A successful New York artist, disenchanted with his hedonistic lifestyle and the contemporary art world, begins to lose touch with reality.
Debut novelist Zapata, a contemporary artist born in Spain, invites the reader to follow along as Rodrigo Concepción’s extravagant and debauched life unravels. Part critique of the contemporary art world and part philosophical inquiry into the meaning of life, this novel takes on more than it can chew. It opens in a SoHo loft with 49-year-old Rodrigo hung over and being served his daily “survival kit”—coffee, painkiller, marijuana, and omega-3 pills—by his butler while another of his employees rushes to get him ready for his flight to Art Basel. Besides his staff, Rodrigo’s friends include a billionaire and a pimp. Both attend Art Basel with him, but to Rodrigo everything—the drugs, the alcohol, the art (which is hardly mentioned), the models—is empty and disgusting. Soon after, he has an "amazing and life-changing series of dreams" in which he's in Florence and meets a woman named Carlotta, whom he calls “an ideal and a perfect creation of my mind.” The self-described “matador of art” becomes obsessed with Carlotta and his dream world, shucking his responsibilities and renouncing his old life (the “New York-life nightmare”).
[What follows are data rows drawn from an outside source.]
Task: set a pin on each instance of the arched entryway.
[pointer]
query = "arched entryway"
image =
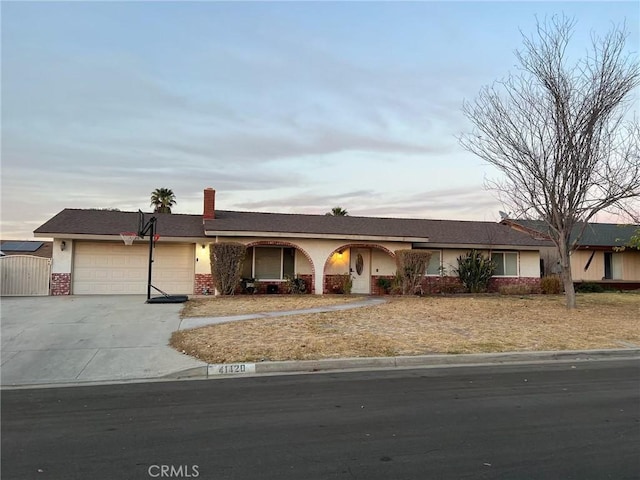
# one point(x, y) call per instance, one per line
point(358, 265)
What follows is confusing, and it’s unclear whether or not the lack of certainty is intentional. Rodrigo’s character tells more than Zapata shows when it comes to major plot points or themes: “This was my journey, and it had been necessary for me to get to the next level of understanding” or “I’m sensitive. Thoughtful. I’m a divo sometimes, because of my fame and the fact that I can get away with almost anything, but deep inside...I am still humble and my heart is pure.” Rodrigo is unlikable and less self-aware than he’s meant to be, especially when making sweeping statements about women or cringeworthy jokes at the expense of the LGBTQ community.
A frustrating novel that strains to take on metaphysical questions and the New York art scene.